As the story goes he narrowly missed becoming a dentist when good friend and mentor Jan Boland Coetzee, organised an opportunity for him to work as an apprentice to Achim von Arnim of Clos Cabriere in Franschhoek.
It was his first winemaking gig, and naturally he was nervous. Jan reassured him by saying: “it’s not really what you know at first that matters, but it’s the experience of what you build up in your life.”
He spent seven years at von Arnim’s side during which they launched the Pierre Jourdan brand. During this time he also experienced a number of vintages in Champagne: at Mumm in 1987 and at Moët & Chandon in 1989.
“I focused on MCC from day one; and the bubbles got in my blood.”
Franschhoek proved to be good for his personal life too. He met his wife Ann there. The pair have been married for over two decades and have two children, William and Kate. It’s not just poetic license when I say his eyes light up when he talks about his wife. Genuine pleasure suffuses his being. He tells me how he proposed on a park bench in Champagne. “I carried a bottle of Dom Perignon 1978 all the way from SA with me.”
One day back in Franschhoek Jan Boland Coetzee told him about this ‘little wine farm in Robertson’. They went up there to meet with the late Graham Beck, and over few glasses of chardonnay, his destiny was decided. In 1990 he joined Graham Beck as winemaker. “I never even went for a formal interview.”
Ferreira says it was Beck’s mission to produce the best bubbly in the world outside of Champagne. “So no pressure at all,” says Ferreira laughing. But then as he knows bubbly is all about pressure. “He taught me to concentrate on what you do best.”

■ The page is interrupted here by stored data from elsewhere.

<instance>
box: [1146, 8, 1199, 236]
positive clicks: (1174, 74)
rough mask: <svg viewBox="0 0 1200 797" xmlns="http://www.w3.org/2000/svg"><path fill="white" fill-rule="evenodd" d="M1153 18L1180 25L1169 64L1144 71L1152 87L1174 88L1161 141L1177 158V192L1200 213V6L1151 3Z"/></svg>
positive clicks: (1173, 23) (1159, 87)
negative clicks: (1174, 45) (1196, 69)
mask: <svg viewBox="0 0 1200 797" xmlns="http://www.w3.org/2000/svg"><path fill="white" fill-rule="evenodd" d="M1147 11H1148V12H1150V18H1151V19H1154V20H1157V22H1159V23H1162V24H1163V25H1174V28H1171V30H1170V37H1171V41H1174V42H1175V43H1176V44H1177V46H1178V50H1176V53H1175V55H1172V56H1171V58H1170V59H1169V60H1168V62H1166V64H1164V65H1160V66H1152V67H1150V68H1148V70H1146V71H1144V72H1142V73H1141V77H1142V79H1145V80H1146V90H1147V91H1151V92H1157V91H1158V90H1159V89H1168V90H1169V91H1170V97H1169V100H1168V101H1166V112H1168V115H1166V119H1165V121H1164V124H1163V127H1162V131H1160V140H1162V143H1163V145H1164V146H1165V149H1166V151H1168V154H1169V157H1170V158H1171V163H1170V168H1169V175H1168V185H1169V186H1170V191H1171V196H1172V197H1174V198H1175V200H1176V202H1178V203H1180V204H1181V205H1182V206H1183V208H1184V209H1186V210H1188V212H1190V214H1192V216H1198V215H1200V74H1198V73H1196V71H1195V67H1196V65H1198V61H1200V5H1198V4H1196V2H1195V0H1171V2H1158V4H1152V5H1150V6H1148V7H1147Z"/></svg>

“Graham Beck was a visionary; how did a coal miner work out that Robertson was the place for bubbles?”
“You know it has the highest natural limestone soil in the Western Cape? That’s why we can make beautiful bubbles in a warm climate.”
Ferreira flies the flag for MCC as a whole. “Graham Beck and many other local Cap Classique producers are proving that South Africa has what it takes. We’ve developed a uniquely New World style, while remaining true to the essence, technique and tradition of fine fizz. I really try and capture the intrinsic fruit characteristics of the base wine varieties. At the end of the day you should be drinking the authentic style of the wine, not aiming for showmanship. With bubbly it’s even more vital to create that finesse and delicacy. The smaller you can create that bubble, the better the chances that the wine will develop the necessary delicate and complex flavours.”

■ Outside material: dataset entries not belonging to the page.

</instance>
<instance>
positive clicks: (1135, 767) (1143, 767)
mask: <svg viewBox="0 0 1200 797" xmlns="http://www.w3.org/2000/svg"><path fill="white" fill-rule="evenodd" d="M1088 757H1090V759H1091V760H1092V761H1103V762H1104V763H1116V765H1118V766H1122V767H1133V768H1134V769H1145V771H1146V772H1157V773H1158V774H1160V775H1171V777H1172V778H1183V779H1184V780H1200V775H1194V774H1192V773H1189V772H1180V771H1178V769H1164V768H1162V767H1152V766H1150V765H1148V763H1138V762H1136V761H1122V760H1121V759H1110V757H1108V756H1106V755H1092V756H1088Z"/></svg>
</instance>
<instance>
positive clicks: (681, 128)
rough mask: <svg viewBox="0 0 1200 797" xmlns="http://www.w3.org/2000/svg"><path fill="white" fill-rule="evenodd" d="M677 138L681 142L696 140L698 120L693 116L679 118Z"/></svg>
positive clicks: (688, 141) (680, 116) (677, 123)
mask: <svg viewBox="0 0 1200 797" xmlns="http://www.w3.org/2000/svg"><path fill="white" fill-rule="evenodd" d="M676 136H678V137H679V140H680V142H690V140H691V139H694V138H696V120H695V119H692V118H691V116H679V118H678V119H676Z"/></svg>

Ferreira has undoubtedly done something right. Graham Beck has raked in a multitude of awards and critical acclaim over the years. One of the highlights of his career was the selection of Graham Beck Brut NV for the inauguration of President Nelson Mandela in 1994. Another presidential coup was when his MCC was enjoyed by Barack and Michelle Obama prior to the Acceptance Speech in 2008.
With over 30 years of experience bubbling away in Ferreira’s blood; just how does he plan to continue the legacy set out by himself and Beck all those years ago?
“I’ve started to develop a succession plan. Though it’s true that certain things are intangible; there’s one thing that never lies—your palate. That’s another take away from my time with Graham Beck, he always said, ‘trust your palate’.”
He’s earmarked Graham Beck winemaker, Pierre de Klerk as his successor. “If you want to be a good bubbly maker its simple, only do bubbles, it’s a speciality. I’m a bubbly specialist.”
Looking back over the last 30 vintages Pieter says he’s still on a quest ‘to find the perfect bubble’. “We’re close,” he says with a smile.
Spend some time with Mr Bubbles and you’ll soon find yourself wondering if he got the nickname from working with bubbly; or because he’s so bubbly.
“When my feet hit the ground in the morning, I’m already celebrating.”